I know that find_each
has been designed to consume smaller memory than each
.
I found some code that other people wrote long ago. and I think that it's wrong.
Think about this codes.
users = User.where(:active => false) # What this line does actually? Nothing?
users.find_each do |user|
# update or do something..
user.update(:do_something => "yes")
end
in this case, It will store all user objects to the users
variable. so we already populated the full amount of memory space. There is no point using find_each later on.
Am I correct?
so in other words, If you want to use find_each
, you always need to use it with ActiveRecord::Relation object. Like this.
User.where(:active => false).find_each do |user|
# do something...
end
What do you think guys?
Update
in users = User.where(:active => false)
line,
Some developer insists that rails never execute query unless we don't do anything with that variable. What if we have a class with initialize method that has query?
class Test
def initialize
@users = User.where(:active => true)
end
def do_something
@user.find_each do |user|
# do something really..
end
end
end
If we call Test.new
, what would happen? Nothing will happen?
CodePudding user response:
users = User.where(:active => false)
doesn't run a query against the database and it doesn't return an array with all inactive users. Instead, where
returns an ActiveRecord::Relation
. Such a relation basically describes a database query that hasn't run yet. The defined query is only run against the database when the actual records are needed. This happens for example when you run one of the following methods on that relation: find
, to_a
, count
, each
, and many others.
That means the change you did isn't a huge improvement, because it doesn't change went and how the database is queried.
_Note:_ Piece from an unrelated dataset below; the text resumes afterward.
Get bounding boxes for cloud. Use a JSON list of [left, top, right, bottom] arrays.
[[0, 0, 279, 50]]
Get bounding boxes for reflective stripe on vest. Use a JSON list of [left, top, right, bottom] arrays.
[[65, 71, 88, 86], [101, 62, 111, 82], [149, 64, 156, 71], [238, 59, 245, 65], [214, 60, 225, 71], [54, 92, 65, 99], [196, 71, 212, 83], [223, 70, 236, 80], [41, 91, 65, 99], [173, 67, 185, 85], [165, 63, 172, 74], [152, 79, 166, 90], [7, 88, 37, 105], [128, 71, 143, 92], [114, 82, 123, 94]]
But IMHO that your code is still slightly better because when you do not plan to reuse the relation then why assign it to a variable in the first place.
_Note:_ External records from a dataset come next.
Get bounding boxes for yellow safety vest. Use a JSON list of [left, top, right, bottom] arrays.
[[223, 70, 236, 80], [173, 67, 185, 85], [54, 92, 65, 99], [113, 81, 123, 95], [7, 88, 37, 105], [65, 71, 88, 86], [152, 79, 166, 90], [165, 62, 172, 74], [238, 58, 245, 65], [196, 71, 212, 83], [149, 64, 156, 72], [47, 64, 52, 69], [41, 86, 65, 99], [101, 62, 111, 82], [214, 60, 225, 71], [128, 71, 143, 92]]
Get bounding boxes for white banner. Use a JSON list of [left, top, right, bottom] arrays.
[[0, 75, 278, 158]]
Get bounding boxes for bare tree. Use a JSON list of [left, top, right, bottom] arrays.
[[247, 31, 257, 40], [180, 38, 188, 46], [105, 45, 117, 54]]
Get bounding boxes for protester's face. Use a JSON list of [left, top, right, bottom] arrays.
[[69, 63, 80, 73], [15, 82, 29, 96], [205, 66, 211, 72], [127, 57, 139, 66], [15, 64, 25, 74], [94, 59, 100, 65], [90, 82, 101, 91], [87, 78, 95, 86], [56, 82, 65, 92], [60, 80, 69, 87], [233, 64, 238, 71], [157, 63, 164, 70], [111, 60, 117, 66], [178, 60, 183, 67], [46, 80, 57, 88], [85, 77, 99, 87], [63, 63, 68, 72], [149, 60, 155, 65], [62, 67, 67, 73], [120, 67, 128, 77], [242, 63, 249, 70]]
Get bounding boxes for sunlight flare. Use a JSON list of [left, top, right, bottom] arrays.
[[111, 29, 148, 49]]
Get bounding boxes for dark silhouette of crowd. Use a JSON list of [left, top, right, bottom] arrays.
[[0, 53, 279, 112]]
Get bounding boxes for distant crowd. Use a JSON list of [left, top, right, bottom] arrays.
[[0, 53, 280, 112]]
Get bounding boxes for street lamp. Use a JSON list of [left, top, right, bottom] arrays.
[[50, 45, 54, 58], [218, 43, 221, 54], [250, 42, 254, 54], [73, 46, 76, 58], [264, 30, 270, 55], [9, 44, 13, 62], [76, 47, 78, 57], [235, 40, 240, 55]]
CodePudding user response:
users = User.where(:active => false)
users.find_each do |user|
User.where(:active => false).find_each do |user|
Those do the same thing.
The only difference is the first one stores the ActiveRecord::Relation object in users
before calling #find_each
on it.
This isn't a Rails thing, it applies to all of Ruby. It's method chaining common to most object-oriented languages.
array = Call.some_method
array.map { |item| do_something(item) }
Call.some_method.map { |item| do_something(item) }
Again, same thing. The only difference is in the first the intermediate array
will persist, whereas in the second the array will be built and then eventually deallocated.
If we call Test.new, what would happen? Nothing will happen?
Exactly. Rails will make an ActiveRecord::Relation and it will defer actually contacting the database until you actually do a query.
This lets you chain queries together.
@users = User.where(active: false).order(name: :desc)
Later you can add more constraints.
@users.where(favorite_color: :green).find_each do |user|
...
end
No query is made until find_each
is called.
find_each
is special in that it works in batches to avoid consuming too much memory on large tables.
A common mistake is to write this:
User.where(:active => false).each do |user|
Or worse:
User.all.each do |user|
Calling each
on an ActiveRecord::Relation will pull all the results into memory before iterating. This is bad for large tables.
find_each
will load the results in batches of 1000 to avoid using too much memory. It hides this batching from you.
There are other methods which work in batches, see ActiveRecord::Batches.
For more see the Rails Style Guide and use rubocop-rails to scan your code for issues and make suggestions and corrections.